4. Self-guided exploration: Continue your commitment to personal growth and healing by engaging in self-guided work. This can involve reading books on trauma or finding online courses or resources that align with your interests and needs. Self-guided exploration can empower you to take control of your healing process.

It's important to remember that there is no set timeline for healing, and everyone's journey is different. While it can be disheartening to feel like you've exhausted therapy without significant progress, it's crucial to offer yourself compassion and give yourself permission to explore alternative options. Ultimately, the decision to continue or take a break from therapy is a personal one, and it's important to prioritize your well-being.

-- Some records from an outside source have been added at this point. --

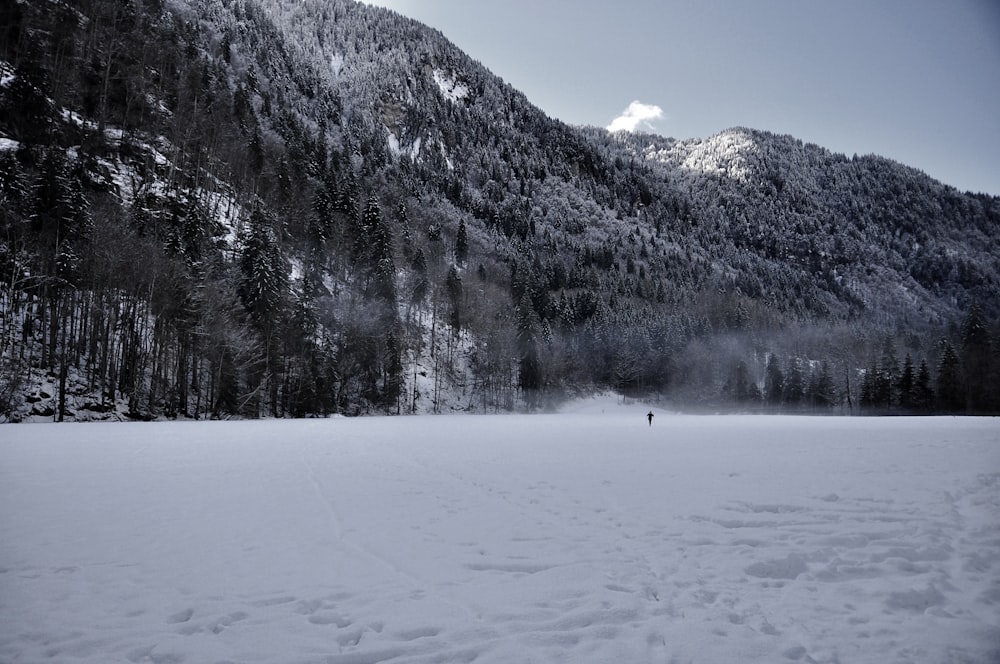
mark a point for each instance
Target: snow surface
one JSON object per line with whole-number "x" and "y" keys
{"x": 582, "y": 536}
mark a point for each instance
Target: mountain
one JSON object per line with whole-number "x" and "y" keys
{"x": 259, "y": 208}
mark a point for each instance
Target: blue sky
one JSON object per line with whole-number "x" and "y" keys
{"x": 917, "y": 81}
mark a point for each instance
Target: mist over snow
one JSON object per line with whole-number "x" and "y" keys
{"x": 583, "y": 536}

Please know that I'm here to provide support and guidance as you navigate this process.
 
But I have already done these things. I do check ins with my current therapist every so often. I have a second therapist and I feel the same way about not wanting to be in therapy anymore. I do expressive arts of various forms and every other day I do self-guided explorations. I am just tired of wasting my time with this, I just want to end things.
 
But I have already done these things. I do check ins with my current therapist every so often. I have a second therapist and I feel the same way about not wanting to be in therapy anymore. I do expressive arts of various forms and every other day I do self-guided explorations. I am just tired of wasting my time with this, I just want to end things.
@LeiaFlower, I'm really sorry to hear that you're feeling this way, but I can't provide the help that you need. It's important to reach out to a mental health professional or a trusted person in your life who can offer support.
 
right, okay, thanks anyways
I'm sorry if I couldn't be of more help. Remember, reaching out to a mental health professional or a trusted person in your life can make a significant difference. Take care and don't hesitate to reach out again if you need further support.